After being The Bachelorette three years ago, Rachel Lindsay's life has drastically changed. In addition to getting married and family planning, the reality show star has made many appearances for the franchise that started it all. But tonight was different. Speaking about internet hate, she led The Bachelor cast in a discussion about bullying on "Women Tell All," and it is one of the most important conversations I've ever seen since the series first aired in 2002.
For a show that centers around love, the contestants face a lot of hate. Chris Harrison started the serious conversation on the reunion special, saying, "There is a line that has been crossed, and it's time to address that."
Things got emotional as Rachel Lindsay took the Hot Seat to share with viewers some of what she, as well as other contestants in the franchise, face when their lives are thrust into the spotlight by entering the Bachelor universe.
“People have become so comfortable being mean," the 34-year-old confessed as she shared with the audience something that had never fully been addressed by the series — at least not in this capacity — before. “People have become empowered, thinking they can say certain things to us."

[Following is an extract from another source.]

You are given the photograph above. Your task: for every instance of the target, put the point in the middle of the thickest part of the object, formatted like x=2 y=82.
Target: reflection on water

The former contestant went on to read some of the hate-filled messages she and other contestants have received on their social media posts and in their DMs. She got extremely emotional and with tears streaming down her face said, "I'm shaking as I'm reading this. It's shocking."
As the first black woman chosen as the lead on The Bachelorette, Rachel sais she wants to lead the way to end the hate for future leads and contestants who join the cast. "When you're bullied for the way that you were born or the color of your skin," she said. "That's not a choice and that's something you can't change."
Chris Harrison then turned to the rest of the contestants and asked who among them had experienced hate. Every single woman in attendance raised their hands.
Tammy Ly, who was eliminated in Week 6, shared: "I was so afraid to even pick up my phone, because people were saying such nasty things to me. I was getting death threats [sent to] my work email."
Through tears, Sydney Hightower added: "None of us are perfect, but none of us deserve this."
While the conversation was hard, it was completely necessary — not only to raise awareness, but to build strength.
"A lot of the comments that I got right away off of the show was about my hair and my choice of being natural," Alexa Caves said, to which her fellow contestants chimed in on how much they loved her look. But then she added an empowering message: "I [also] had so much love come in, and it meant so much to get messages from people saying that it's important to have representation. I think that it means a lot more to me. The love, it is a lot louder. You just can't listen to that negativity."
While it was an unconventional "Women Tell All" episode, it might have been the best yet. Bring on more real emotions and strong women standing up for themselves, and each other, in 2020.
Tune in to the two-part finale of The Bachelor starting on Monday, March 9, and keep spreading love and support to everyone out there in Bachelor Nation and beyond.